OFFICIAL COMMENT: CRYSTALS-Kyber

John Mattsson

unread,

Jul 9, 2022, 2:41:35 AM7/9/22

to pqc-...@list.nist.gov

NIST should carefully consider which versions of Kyber to standardize as well as the algorithm choices in the standardized versions of Kyber.

- The Kyber specification makes use of no less then 4 different SHA-3 functions (SHAKE128, SHAKE256, SHA2-256, SHA3-512). While the four SHA-3 function can be implemented with a single Keccak API

SHAKE128(M,d) = Keccak[256](M||1111, d)

SHAKE256(M,d) = Keccak[512](M||1111, d)

SHA3-256(M) = Keccac[512](M||01, 256)

SHA3-512(M) = Keccac[1024](M||01, 256)

it looks a bit strange to use four different functions. The fixed-length SHA-3 hash functions (drop-in for SHA-2) have to our knowledge seen little or no practical use. Instead the variable-length SHAKE functions have seen significant practical use in implementations as well as in published and upcoming standards such as EdDSA (RFC 8032), XMSS (RFC 8391), LMS (NIST SP 800-208), CMS (RFC 8702), RSASSA-PSS and ECDSA (FIPS 186-5 (Draft), RFC 8692), COSE (draft-ietf-cose-hash-algs), EDHOC (draft-ietf-lake-edhoc), CPace (draft-irtf-cfrg-cpace), FROST (draft-irtf-cfrg-frost), OPRF (draft-irtf-cfrg-voprf), CRYSTALS-Dilithium, Falcon, and SPHINCS+. Most hash function suggested after SHA-3 such as KangarooTwelve and BLAKE3 are only specified as variable-length. We think NIST should specify CRYSTALS-Kyber using only SHAKE (we assume that the extreme 512-bit preimage resistance of SHA3-512 is not needed for security and that SHA3-512 was chosen just because it had the right output length).

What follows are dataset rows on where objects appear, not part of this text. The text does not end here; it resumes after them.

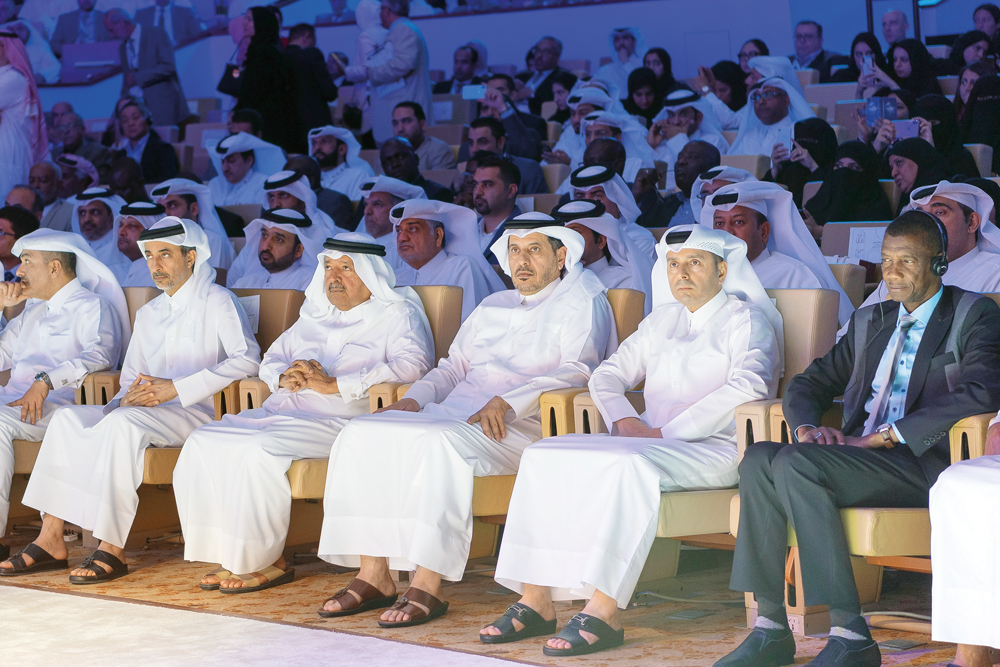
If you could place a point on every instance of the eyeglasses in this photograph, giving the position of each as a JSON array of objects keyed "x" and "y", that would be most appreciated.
[{"x": 769, "y": 95}]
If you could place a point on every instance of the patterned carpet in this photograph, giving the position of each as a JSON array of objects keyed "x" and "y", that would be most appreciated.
[{"x": 666, "y": 634}]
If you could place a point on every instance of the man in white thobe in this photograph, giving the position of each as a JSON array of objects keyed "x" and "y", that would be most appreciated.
[
  {"x": 338, "y": 153},
  {"x": 780, "y": 248},
  {"x": 973, "y": 241},
  {"x": 74, "y": 323},
  {"x": 242, "y": 162},
  {"x": 471, "y": 416},
  {"x": 600, "y": 183},
  {"x": 188, "y": 200},
  {"x": 775, "y": 106},
  {"x": 438, "y": 244},
  {"x": 132, "y": 221},
  {"x": 611, "y": 255},
  {"x": 712, "y": 343},
  {"x": 685, "y": 117},
  {"x": 94, "y": 214},
  {"x": 280, "y": 252},
  {"x": 354, "y": 331},
  {"x": 188, "y": 343},
  {"x": 965, "y": 534},
  {"x": 380, "y": 195},
  {"x": 291, "y": 189}
]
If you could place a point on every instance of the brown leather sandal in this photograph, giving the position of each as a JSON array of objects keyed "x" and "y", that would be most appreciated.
[
  {"x": 436, "y": 609},
  {"x": 371, "y": 598}
]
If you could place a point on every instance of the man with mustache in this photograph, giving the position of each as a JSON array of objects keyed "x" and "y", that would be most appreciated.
[
  {"x": 355, "y": 330},
  {"x": 471, "y": 416},
  {"x": 189, "y": 343}
]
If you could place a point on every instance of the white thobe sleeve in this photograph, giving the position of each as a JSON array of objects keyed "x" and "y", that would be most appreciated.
[
  {"x": 582, "y": 347},
  {"x": 242, "y": 356},
  {"x": 752, "y": 351},
  {"x": 409, "y": 353},
  {"x": 622, "y": 371},
  {"x": 100, "y": 332}
]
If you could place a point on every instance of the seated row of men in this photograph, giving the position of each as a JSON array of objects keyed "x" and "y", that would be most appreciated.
[{"x": 399, "y": 487}]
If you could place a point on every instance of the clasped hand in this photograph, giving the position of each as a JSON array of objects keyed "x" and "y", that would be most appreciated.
[
  {"x": 308, "y": 375},
  {"x": 148, "y": 391}
]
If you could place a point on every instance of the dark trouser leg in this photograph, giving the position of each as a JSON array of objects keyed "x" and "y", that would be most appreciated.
[
  {"x": 759, "y": 560},
  {"x": 814, "y": 482}
]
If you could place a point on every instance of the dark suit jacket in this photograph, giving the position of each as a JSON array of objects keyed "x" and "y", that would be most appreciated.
[
  {"x": 544, "y": 91},
  {"x": 932, "y": 408},
  {"x": 444, "y": 87},
  {"x": 314, "y": 85},
  {"x": 183, "y": 21},
  {"x": 159, "y": 160},
  {"x": 157, "y": 76},
  {"x": 68, "y": 29},
  {"x": 823, "y": 62}
]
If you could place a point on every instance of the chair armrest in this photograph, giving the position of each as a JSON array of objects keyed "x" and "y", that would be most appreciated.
[
  {"x": 556, "y": 408},
  {"x": 253, "y": 393},
  {"x": 753, "y": 423},
  {"x": 968, "y": 437},
  {"x": 106, "y": 385},
  {"x": 227, "y": 401},
  {"x": 85, "y": 394},
  {"x": 587, "y": 418}
]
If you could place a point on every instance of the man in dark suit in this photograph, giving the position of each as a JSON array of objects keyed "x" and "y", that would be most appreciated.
[
  {"x": 908, "y": 369},
  {"x": 179, "y": 23},
  {"x": 465, "y": 61},
  {"x": 148, "y": 69},
  {"x": 539, "y": 83},
  {"x": 809, "y": 53},
  {"x": 83, "y": 26},
  {"x": 312, "y": 78}
]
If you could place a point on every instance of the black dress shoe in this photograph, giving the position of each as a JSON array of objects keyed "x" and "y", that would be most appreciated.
[
  {"x": 762, "y": 648},
  {"x": 837, "y": 653}
]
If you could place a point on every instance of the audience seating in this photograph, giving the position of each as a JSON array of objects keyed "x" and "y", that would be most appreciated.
[
  {"x": 555, "y": 174},
  {"x": 758, "y": 165},
  {"x": 852, "y": 278},
  {"x": 983, "y": 155}
]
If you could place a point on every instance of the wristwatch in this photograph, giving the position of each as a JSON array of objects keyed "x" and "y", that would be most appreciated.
[
  {"x": 44, "y": 377},
  {"x": 885, "y": 430}
]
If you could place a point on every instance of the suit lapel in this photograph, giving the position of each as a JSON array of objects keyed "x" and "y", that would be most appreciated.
[{"x": 935, "y": 332}]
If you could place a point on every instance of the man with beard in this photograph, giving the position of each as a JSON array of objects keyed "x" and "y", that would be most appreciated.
[
  {"x": 495, "y": 184},
  {"x": 337, "y": 152}
]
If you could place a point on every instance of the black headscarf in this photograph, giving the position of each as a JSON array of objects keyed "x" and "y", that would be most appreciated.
[
  {"x": 852, "y": 73},
  {"x": 944, "y": 128},
  {"x": 851, "y": 196},
  {"x": 923, "y": 75},
  {"x": 981, "y": 121},
  {"x": 932, "y": 168},
  {"x": 666, "y": 82},
  {"x": 269, "y": 84},
  {"x": 954, "y": 63},
  {"x": 733, "y": 76},
  {"x": 638, "y": 78},
  {"x": 817, "y": 137}
]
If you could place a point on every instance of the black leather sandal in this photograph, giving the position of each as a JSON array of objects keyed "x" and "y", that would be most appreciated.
[
  {"x": 118, "y": 569},
  {"x": 534, "y": 625}
]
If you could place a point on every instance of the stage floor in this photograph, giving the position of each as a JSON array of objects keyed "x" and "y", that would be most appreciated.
[{"x": 655, "y": 634}]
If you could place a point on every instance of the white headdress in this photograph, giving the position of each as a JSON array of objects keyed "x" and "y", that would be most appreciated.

- We think NIST should standardize Kyber512, Kyber768, Kyber1024. This aligns well with the current levels for P-256, P-384, and P-521 where P-256 is for general usage, P-384 is for high security such as CNSA, and P-521 is good to have if there would be any surprising attacks on ECC cryptography.

- We do not think NIST should specify the 90s versions of Kyber. Having 6 different versions are three versions too many and would decrease interoperability. Standardizing the 90s version would likely lead to more implementations with side-channel vulnerabilities, delay severely needed general availability of SHAKE hardware acceleration in CPUs, and reward vendors that are stuck in the 90s.

Cheers,

John Preuß Mattsson

Peter Schwabe

unread,

Jul 9, 2022, 5:07:07 AM7/9/22

to John Mattsson, pqc-...@list.nist.gov

'John Mattsson' via pqc-forum <pqc-...@list.nist.gov> wrote:

Dear John, dear all,

Just speaking for myself.

I don't have a very strong opinion about this, but the reason we use
different functions from the Keccak family is that we can rely on their
internal domain separation. Implementing everything with just SHAKE,
would require some explicit domain separation. That can of course be
done and in a pure software implementation of Kyber only, this is not a
problem. However, when you want to implement Kyber using some existing
hash API, you need two calls to the update function (one to absorb the
domain separation and one to absorb the actual input) or you have to
copy domain separation and input to a new buffer. If you have a
non-incremental hash API, the former is not an option.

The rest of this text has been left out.